For melanic pigmentation, the category with the highest cis-regulatory proportion was white spotting (26.9%), and this was the only melanin-related category with a higher proportion than the average. Amelanism (4.8%) had the lowest proportion, and the remaining categories - pheomelanism (16.4%), dilution (15.0%), and eumelanism (11.3%) were all similar to the average. Notably, two phenotype categories were strongly associated with domesticated entries - 18 out of 20 dilution entries, and all of the 52 white spotting entries, were identified in domesticated taxa (Figure S3). White spotting phenotypes are associated with highly pleiotropic effects, with many white spotting entries in Gephebase being deleterious in the homozygous state. It is therefore not surprising that white spotting mutations were only identified in domesticated taxa, where they can be subject to heterozygous advantage (Hanly et al., 2021; Hedrick, 2015). The slightly higher cis-regulatory proportion of this category may reflect the nature of white spotting phenotypes, which result from impairment of pigment cell migration or differentiation. It is therefore possible that coding mutations that would cause white spotting are more likely to be non-viable due to their pleiotropic effects on upstream cellular development.

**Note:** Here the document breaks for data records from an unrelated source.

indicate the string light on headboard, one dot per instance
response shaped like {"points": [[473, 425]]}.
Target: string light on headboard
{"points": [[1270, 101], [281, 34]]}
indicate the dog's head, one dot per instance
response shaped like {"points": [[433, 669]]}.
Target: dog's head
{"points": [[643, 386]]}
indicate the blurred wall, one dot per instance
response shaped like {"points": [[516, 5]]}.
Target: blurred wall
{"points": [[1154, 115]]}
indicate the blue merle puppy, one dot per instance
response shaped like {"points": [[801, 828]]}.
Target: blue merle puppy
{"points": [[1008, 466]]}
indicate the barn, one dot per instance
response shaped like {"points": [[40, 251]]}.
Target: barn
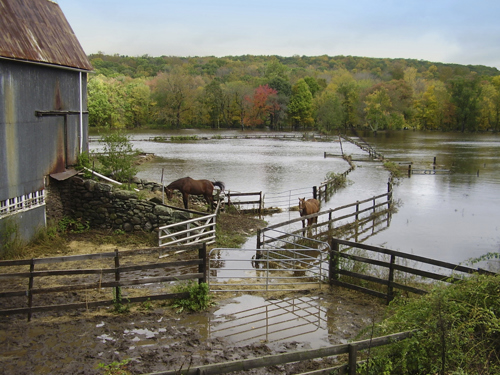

Finally, phenotypes relating to changes in pigment pattern boundaries had a higher cis-regulatory proportion (29.3%) than phenotypes relating to colour shifts (10.4%). This was also true for every study methodology and taxonomic status (Figure S3 and S4). However, notably this difference between colour and pattern phenotypes was more pronounced in non-domesticated studies - for intraspecific and interspecific entries pattern phenotypes had a cis-regulatory proportion of 60% compared with 14.3% for colour (Figure S3). This is in spite of white spotting phenotypes being exclusively domesticated as well as exclusively categorised as pattern alterations. Thus, the disparity between colour and pattern phenotypes in terms of mutation type may be larger than this dataset suggests in non-domesticated evolution, particularly given the overall prevalence of domesticated studies in pigmentation research. Overall the Gephebase dataset supports a disproportionate role of cis-regulatory changes in the generation of pattern variation (Orteu and Jiggins, 2020).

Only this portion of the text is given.